Almanya’da yenilenebilir kaynakların enerji kıtlığı ve pahalılığa yol açacağı tezini savunanları haksız çıkartan gelişmeler de olmuş. Soğuk havaların uzun sürdüğü ve Rusya’dan doğalgaz akışında kesintiler yaşandığı 2009 ve 2010 kışında Fransa, Polonya ve Çek Cumhuriyeti gibi ülkelerin enerji açığını Almanya kapatmış.

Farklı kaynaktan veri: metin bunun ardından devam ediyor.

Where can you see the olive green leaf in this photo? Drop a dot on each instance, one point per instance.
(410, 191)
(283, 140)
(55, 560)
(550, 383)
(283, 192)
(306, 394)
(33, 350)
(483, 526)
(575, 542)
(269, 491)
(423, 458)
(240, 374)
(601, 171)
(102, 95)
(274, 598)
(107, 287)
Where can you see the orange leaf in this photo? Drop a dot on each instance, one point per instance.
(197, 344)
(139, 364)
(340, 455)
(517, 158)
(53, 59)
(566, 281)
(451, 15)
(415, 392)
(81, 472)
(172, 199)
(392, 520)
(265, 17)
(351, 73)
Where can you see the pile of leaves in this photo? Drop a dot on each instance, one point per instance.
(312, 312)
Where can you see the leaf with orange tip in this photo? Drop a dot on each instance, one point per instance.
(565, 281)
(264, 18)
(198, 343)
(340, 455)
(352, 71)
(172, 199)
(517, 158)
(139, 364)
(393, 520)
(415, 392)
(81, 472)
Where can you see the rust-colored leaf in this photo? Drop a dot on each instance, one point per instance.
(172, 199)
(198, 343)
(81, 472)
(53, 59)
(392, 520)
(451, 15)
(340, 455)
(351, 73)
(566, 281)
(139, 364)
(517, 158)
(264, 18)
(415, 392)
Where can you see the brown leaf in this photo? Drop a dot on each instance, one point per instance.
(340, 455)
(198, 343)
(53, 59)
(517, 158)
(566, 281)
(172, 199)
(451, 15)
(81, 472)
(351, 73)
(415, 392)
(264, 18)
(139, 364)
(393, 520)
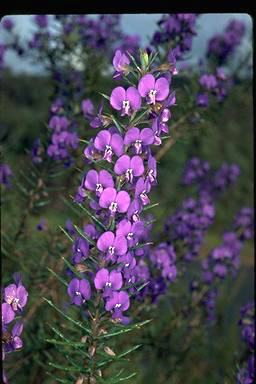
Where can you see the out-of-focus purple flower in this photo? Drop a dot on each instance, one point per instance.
(41, 21)
(79, 291)
(125, 100)
(7, 24)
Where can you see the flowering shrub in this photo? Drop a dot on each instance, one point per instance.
(119, 272)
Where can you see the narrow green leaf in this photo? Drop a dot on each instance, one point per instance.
(67, 234)
(64, 368)
(130, 350)
(77, 323)
(58, 277)
(120, 129)
(105, 96)
(90, 241)
(93, 217)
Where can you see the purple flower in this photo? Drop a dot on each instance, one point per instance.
(7, 24)
(125, 100)
(132, 232)
(141, 190)
(7, 314)
(138, 138)
(153, 90)
(107, 143)
(113, 245)
(129, 166)
(16, 296)
(109, 281)
(79, 291)
(120, 62)
(87, 107)
(114, 201)
(208, 81)
(80, 250)
(151, 176)
(97, 182)
(119, 302)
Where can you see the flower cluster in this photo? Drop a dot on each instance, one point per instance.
(246, 374)
(14, 300)
(5, 175)
(222, 46)
(177, 30)
(214, 85)
(118, 193)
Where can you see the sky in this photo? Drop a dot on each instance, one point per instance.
(142, 24)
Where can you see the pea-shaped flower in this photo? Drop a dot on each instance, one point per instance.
(109, 144)
(114, 201)
(109, 281)
(112, 245)
(153, 90)
(95, 181)
(139, 138)
(80, 249)
(125, 100)
(16, 296)
(129, 166)
(141, 190)
(79, 291)
(7, 314)
(119, 302)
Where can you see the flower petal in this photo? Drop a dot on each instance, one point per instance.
(102, 276)
(122, 164)
(146, 83)
(107, 197)
(117, 144)
(134, 98)
(162, 88)
(102, 139)
(91, 180)
(117, 97)
(131, 136)
(105, 241)
(123, 201)
(137, 165)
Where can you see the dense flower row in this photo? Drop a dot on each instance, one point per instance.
(118, 194)
(177, 30)
(14, 298)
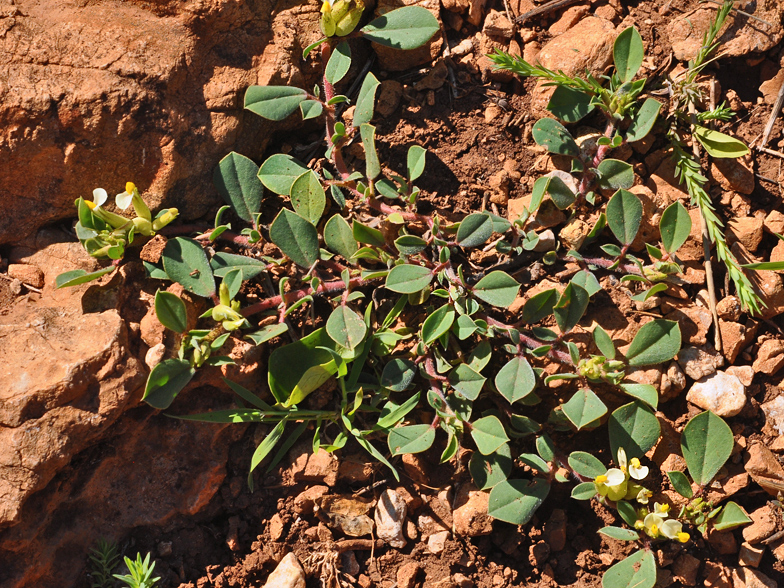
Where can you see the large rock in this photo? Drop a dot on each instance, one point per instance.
(68, 376)
(740, 36)
(588, 45)
(80, 458)
(95, 94)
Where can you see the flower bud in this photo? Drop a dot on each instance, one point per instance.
(164, 219)
(340, 17)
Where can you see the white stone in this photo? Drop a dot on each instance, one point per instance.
(721, 393)
(437, 542)
(288, 574)
(390, 518)
(774, 413)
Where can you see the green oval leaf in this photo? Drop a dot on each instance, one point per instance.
(628, 53)
(410, 244)
(170, 310)
(570, 105)
(604, 342)
(488, 433)
(165, 381)
(222, 263)
(296, 237)
(586, 465)
(561, 195)
(644, 392)
(615, 174)
(675, 226)
(297, 369)
(310, 109)
(489, 470)
(308, 197)
(620, 533)
(474, 230)
(236, 178)
(636, 571)
(366, 100)
(643, 121)
(273, 102)
(76, 277)
(516, 501)
(584, 408)
(408, 279)
(339, 238)
(266, 333)
(680, 483)
(467, 380)
(516, 379)
(415, 161)
(571, 307)
(404, 28)
(279, 171)
(398, 374)
(720, 145)
(185, 262)
(584, 491)
(552, 135)
(656, 342)
(438, 323)
(339, 63)
(410, 439)
(624, 214)
(706, 444)
(634, 427)
(731, 517)
(539, 306)
(497, 288)
(346, 327)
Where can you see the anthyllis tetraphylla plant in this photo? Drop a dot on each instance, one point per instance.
(574, 98)
(706, 444)
(411, 322)
(105, 235)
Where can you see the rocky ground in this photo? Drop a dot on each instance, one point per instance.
(155, 97)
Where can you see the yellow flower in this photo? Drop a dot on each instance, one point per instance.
(611, 484)
(340, 17)
(636, 470)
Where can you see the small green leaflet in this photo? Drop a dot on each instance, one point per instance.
(488, 434)
(410, 439)
(408, 279)
(296, 237)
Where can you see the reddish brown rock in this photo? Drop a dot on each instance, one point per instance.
(28, 274)
(470, 516)
(765, 469)
(770, 357)
(154, 82)
(747, 230)
(737, 38)
(588, 45)
(763, 526)
(774, 222)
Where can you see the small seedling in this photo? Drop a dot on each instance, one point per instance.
(104, 558)
(140, 572)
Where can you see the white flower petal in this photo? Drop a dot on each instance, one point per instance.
(100, 196)
(615, 477)
(642, 496)
(638, 473)
(621, 458)
(670, 528)
(123, 200)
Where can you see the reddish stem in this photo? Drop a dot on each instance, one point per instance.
(291, 297)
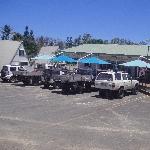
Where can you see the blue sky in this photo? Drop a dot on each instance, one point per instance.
(61, 18)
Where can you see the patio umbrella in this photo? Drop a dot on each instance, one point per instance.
(137, 63)
(63, 58)
(93, 60)
(42, 57)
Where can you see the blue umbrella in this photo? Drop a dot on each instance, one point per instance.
(42, 57)
(93, 60)
(137, 63)
(63, 58)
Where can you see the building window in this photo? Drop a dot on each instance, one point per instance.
(21, 52)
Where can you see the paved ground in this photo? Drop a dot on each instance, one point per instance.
(32, 118)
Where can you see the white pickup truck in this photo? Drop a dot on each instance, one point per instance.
(115, 83)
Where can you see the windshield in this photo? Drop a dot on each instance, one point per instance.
(105, 76)
(5, 68)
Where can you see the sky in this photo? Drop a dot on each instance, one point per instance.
(104, 19)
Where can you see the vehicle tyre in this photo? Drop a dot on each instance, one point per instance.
(121, 92)
(46, 86)
(101, 93)
(135, 90)
(12, 79)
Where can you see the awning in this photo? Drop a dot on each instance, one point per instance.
(93, 60)
(42, 57)
(63, 58)
(137, 63)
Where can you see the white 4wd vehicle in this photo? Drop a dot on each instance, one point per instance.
(7, 73)
(116, 83)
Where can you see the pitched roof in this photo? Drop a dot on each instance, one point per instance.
(136, 50)
(7, 51)
(48, 50)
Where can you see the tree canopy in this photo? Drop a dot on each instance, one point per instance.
(33, 44)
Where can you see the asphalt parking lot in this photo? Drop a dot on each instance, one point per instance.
(32, 118)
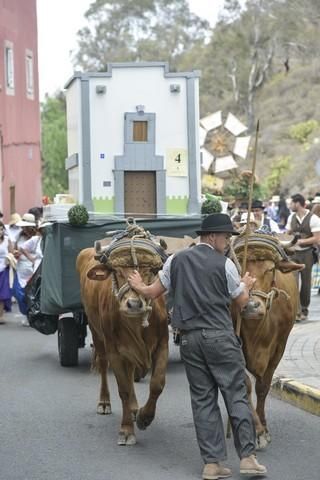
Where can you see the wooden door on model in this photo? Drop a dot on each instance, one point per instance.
(140, 194)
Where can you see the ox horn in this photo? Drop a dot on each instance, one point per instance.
(291, 242)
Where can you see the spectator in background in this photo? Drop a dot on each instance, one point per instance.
(37, 212)
(283, 214)
(24, 268)
(262, 219)
(303, 222)
(5, 294)
(12, 230)
(32, 248)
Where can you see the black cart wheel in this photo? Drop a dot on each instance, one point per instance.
(68, 342)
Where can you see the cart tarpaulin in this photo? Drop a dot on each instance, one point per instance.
(46, 324)
(60, 286)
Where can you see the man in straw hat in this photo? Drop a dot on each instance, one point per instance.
(203, 282)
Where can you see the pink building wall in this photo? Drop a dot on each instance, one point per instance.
(20, 167)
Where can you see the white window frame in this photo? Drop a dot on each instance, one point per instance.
(29, 74)
(9, 67)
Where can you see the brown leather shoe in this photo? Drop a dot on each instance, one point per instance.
(250, 467)
(214, 471)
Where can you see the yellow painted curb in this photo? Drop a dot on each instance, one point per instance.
(296, 393)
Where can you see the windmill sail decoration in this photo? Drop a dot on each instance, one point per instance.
(227, 142)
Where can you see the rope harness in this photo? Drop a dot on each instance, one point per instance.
(263, 247)
(130, 238)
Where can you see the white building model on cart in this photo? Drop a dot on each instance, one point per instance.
(133, 140)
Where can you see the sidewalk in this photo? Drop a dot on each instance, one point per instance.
(297, 378)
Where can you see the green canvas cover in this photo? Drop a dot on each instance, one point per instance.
(60, 287)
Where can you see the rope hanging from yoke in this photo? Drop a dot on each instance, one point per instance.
(134, 232)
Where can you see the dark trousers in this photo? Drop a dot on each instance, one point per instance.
(214, 361)
(305, 257)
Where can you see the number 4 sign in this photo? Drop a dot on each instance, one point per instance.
(177, 162)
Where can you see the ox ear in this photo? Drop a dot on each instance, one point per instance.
(98, 272)
(286, 267)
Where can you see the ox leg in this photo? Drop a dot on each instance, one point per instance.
(158, 379)
(100, 363)
(124, 373)
(262, 389)
(259, 427)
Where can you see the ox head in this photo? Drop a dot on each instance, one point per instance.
(116, 266)
(265, 289)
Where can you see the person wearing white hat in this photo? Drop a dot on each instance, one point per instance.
(5, 294)
(24, 269)
(244, 220)
(32, 248)
(12, 229)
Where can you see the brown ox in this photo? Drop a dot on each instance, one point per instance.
(266, 323)
(128, 333)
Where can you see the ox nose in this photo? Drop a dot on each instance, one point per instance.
(134, 303)
(251, 306)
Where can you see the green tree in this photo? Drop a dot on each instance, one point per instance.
(54, 144)
(138, 30)
(279, 168)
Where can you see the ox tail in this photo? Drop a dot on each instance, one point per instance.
(95, 363)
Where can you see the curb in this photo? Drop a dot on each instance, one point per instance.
(297, 394)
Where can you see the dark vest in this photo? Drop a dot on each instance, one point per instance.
(266, 222)
(199, 289)
(302, 228)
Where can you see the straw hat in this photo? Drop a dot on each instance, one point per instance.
(244, 219)
(28, 220)
(44, 224)
(14, 219)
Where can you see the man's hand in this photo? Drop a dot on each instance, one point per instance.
(248, 280)
(135, 281)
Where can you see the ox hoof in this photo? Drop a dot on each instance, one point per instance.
(262, 441)
(142, 421)
(104, 409)
(126, 440)
(134, 415)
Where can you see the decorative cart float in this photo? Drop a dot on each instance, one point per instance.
(53, 293)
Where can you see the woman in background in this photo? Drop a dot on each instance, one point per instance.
(5, 294)
(24, 269)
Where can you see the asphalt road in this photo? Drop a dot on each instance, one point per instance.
(49, 429)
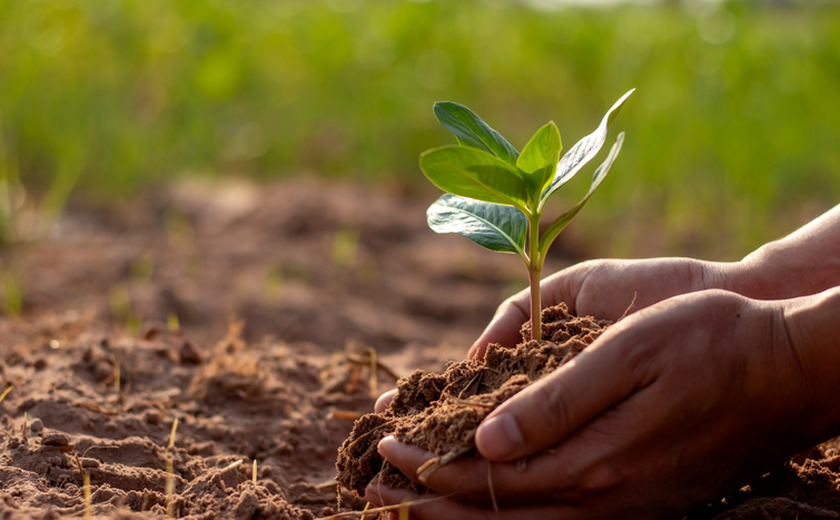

Enerji dönüşümü konusunda bir de madalyonun tersini görmek için Ekonomi Bakanlığı’nın yolunu tuttuk. Bizi Enerji Politikası Bölümü’nden iki uzman karşıladı. Görüşmenin ‘off the record’ olduğu ifade edildi. Bakanlık enerji dönüşümünün gerçekleştirileceğine inanıyor. Bunun için de çok sayıda senaryo rapor hazırlanmış. Yenilenebilir enerjilerin ithalattan bağımsız olmayı getireceği vurgulanıyor. Almanya’da ekonomi büyürken elektrik tüketiminin düştüğü belirtilerek bunun enerji verimliliği tedbirlerinin amacına ulaştığının en büyük göstergesi olduğu ifade ediliyor. Ekonomi Bakanlığı’nda yenilenebilir enerji kaynaklarına uygun iletim hatlarının yapılmasının önemine dikkat çekiliyor. Çünkü bu yapılmazsa enerji yatırımları bir manada toprağa gömülmüş olacak. Ekonomi bürokratlarına göre yenilenebilir enerjilerde maliyetler her geçen düşüyor.
Almanya Dışişleri Bakanlığı’nda ise hâkim görüş yenilenebilir enerjilerin hızla gelişmesiyle 2063’te petrol ve doğalgaz satan ülkelerin önemini büyük ölçüde yitireceği yönünde. Bakanlıkta, Birleşik Arap Emirlikleri gibi memleketlerin bu öngörüyle ticaret, finans ve turizm gibi alanlara ağırlık verdikleri belirtiliyor.
Türkiye’nin Mersin’de kurulmak üzere Rusya’ya ihale ettiği nükleer santrale Almanya’da temkinli yaklaşılıyor. Alman politikacı ve bürokratlar bir ülkenin enerji üreteceği kaynakları seçmesinin kendi millî egemenliğinde olduğunu açıkça vurguluyor. Ancak bu konudaki görüşlerini diplomatik bir nezaketle anlatıyorlar. Türkiye’nin bu girişimiyle ilgili olarak, Almanya’nın bu teknolojiyi üretmesine rağmen nükleer santrallerden kuşku duyduğunu hatırlatıyorlar. Nükleer patlama ve atık konusunda dünya yüzündeki mevcut nükleer teknolojide tam olarak güvenli bir çözüm olmadığı vurgulanıyor. Finlandiya’da yapılan nükleer santrale beklenenden 4 kat fazla para harcanmasına dikkat çekiliyor. Fransa ile İtalya arasındaki nükleer işbirliğinin bozulması da dikkate alınması istenen diğer bir sıcak gelişme.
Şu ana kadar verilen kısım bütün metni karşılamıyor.